東アジア その⑤満州族

 今回からしばらくは中国の少数民族の服飾について述べていきます。もっとも、詳しく語れる民族と、あまり語れない民族があるのですが、そこら辺はご容赦ください。という訳で、まずは前回も述べた満州族から。


 満州族は中国少数民族の中ではトップスリーに入るぐらい人口が多い民族です。元々は中国東北部~ロシア沿岸地方で興った民族ですが、現在は中国全土に散在しているのだとか。

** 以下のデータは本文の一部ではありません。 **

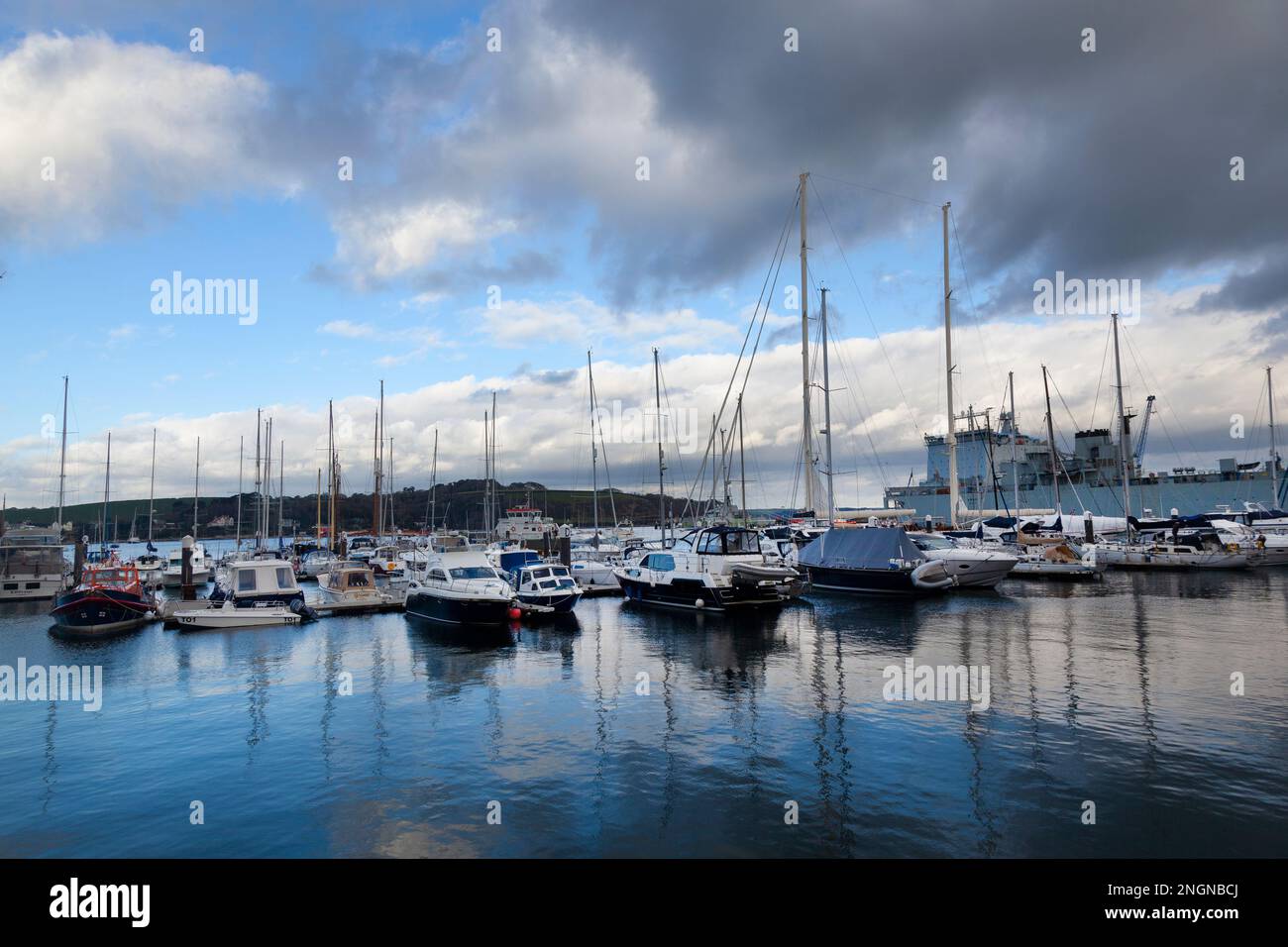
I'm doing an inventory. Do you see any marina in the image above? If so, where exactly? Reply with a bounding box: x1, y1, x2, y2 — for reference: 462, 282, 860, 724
0, 570, 1288, 858
0, 0, 1288, 896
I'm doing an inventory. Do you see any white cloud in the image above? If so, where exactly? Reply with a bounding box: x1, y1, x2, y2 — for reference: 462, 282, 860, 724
0, 34, 297, 243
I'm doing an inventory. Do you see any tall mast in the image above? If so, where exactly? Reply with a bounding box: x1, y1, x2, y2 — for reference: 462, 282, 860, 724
149, 428, 158, 550
587, 349, 599, 549
943, 201, 960, 530
58, 368, 68, 533
653, 347, 666, 546
98, 432, 112, 554
1112, 313, 1130, 533
1040, 365, 1064, 515
738, 391, 752, 527
192, 437, 201, 539
1006, 371, 1020, 523
429, 428, 438, 536
255, 408, 265, 549
793, 171, 814, 515
824, 287, 836, 527
1267, 365, 1279, 509
235, 432, 246, 552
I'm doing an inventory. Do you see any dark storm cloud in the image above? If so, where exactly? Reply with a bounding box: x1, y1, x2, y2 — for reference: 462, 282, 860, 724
545, 0, 1288, 311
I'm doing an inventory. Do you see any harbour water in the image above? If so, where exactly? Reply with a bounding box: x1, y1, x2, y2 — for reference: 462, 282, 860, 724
0, 570, 1288, 857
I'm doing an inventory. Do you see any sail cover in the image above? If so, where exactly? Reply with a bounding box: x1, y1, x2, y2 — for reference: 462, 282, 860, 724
799, 526, 926, 570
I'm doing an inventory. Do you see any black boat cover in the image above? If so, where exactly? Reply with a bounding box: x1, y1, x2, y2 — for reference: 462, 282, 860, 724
800, 526, 926, 570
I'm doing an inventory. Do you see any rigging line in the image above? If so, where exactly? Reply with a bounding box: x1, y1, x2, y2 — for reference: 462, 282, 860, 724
1124, 320, 1199, 454
808, 171, 939, 207
686, 185, 800, 507
810, 179, 921, 430
1091, 329, 1115, 428
808, 259, 891, 491
948, 205, 997, 401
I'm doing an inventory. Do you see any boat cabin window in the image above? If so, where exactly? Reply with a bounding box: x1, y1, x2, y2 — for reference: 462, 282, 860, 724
451, 566, 496, 579
644, 553, 675, 573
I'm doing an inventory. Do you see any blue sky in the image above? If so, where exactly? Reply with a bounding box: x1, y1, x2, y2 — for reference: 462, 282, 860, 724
0, 0, 1288, 502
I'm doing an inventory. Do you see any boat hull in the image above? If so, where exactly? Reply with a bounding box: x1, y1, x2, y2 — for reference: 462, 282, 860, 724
406, 588, 512, 627
803, 566, 952, 596
617, 573, 787, 612
51, 588, 152, 638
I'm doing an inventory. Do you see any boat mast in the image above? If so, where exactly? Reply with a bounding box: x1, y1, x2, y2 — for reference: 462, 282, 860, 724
793, 171, 814, 517
1040, 365, 1063, 515
326, 401, 335, 549
1267, 365, 1279, 510
943, 201, 963, 530
1006, 371, 1020, 523
653, 347, 666, 548
1111, 313, 1130, 543
192, 437, 201, 539
58, 378, 68, 543
234, 432, 246, 553
98, 432, 112, 556
738, 391, 752, 527
255, 408, 265, 549
149, 428, 157, 552
587, 349, 599, 549
824, 287, 836, 527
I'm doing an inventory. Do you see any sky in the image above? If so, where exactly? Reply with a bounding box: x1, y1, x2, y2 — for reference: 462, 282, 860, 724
0, 0, 1288, 517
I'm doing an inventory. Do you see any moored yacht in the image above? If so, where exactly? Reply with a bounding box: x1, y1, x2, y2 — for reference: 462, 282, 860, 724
161, 543, 213, 588
406, 552, 515, 627
798, 526, 957, 595
613, 526, 798, 612
51, 563, 156, 638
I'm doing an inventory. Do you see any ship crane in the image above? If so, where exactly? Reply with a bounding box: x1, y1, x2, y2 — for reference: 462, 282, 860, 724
1133, 394, 1155, 473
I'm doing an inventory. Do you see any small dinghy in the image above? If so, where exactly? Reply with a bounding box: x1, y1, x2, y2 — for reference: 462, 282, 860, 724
174, 600, 306, 629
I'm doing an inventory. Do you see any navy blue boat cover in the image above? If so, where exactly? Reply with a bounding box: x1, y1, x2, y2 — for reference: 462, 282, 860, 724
799, 526, 926, 570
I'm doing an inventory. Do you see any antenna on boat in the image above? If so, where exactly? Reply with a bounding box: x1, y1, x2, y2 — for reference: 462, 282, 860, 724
1267, 365, 1279, 509
793, 171, 814, 515
58, 378, 68, 544
824, 286, 836, 528
149, 428, 157, 552
943, 201, 961, 530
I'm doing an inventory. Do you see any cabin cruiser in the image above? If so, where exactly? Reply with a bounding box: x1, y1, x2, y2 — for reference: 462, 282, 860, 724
406, 552, 515, 627
161, 543, 213, 588
51, 563, 158, 638
0, 537, 67, 601
798, 526, 958, 595
613, 526, 799, 612
1211, 519, 1288, 566
318, 562, 383, 604
174, 559, 317, 629
510, 562, 583, 613
907, 532, 1019, 588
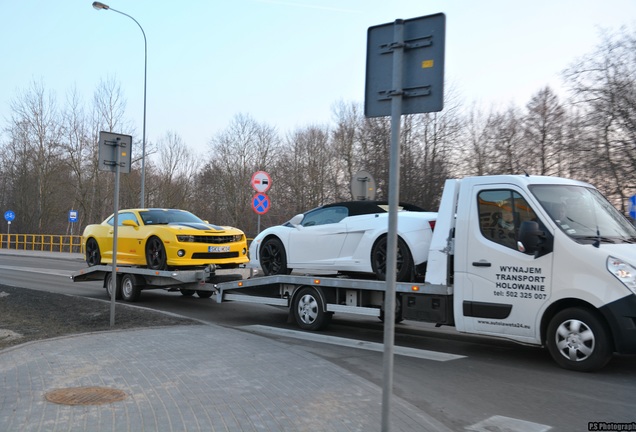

民族のトーテムは鷹で、これには満州族の伝説が関係しているそうです。


 満州族は男女ともにパオグアを着用し、また満州族の衣服は清の八旗制度にちなんで旗袍と呼ばれます。

 男性の袍は大襟式(※)で長袖、裾の両脇にはスリットがありました。

 袍の袖口は上に巻き上げられるのですが、その形が馬の蹄に似ていることから「馬蹄袖マテイショウ」と呼ばれたそうです。防寒、もしくは狩猟などの際に矢を射る妨げにならないように袖を下ろし絞った「箭袖チェンショウ」は、礼服でもあったようです。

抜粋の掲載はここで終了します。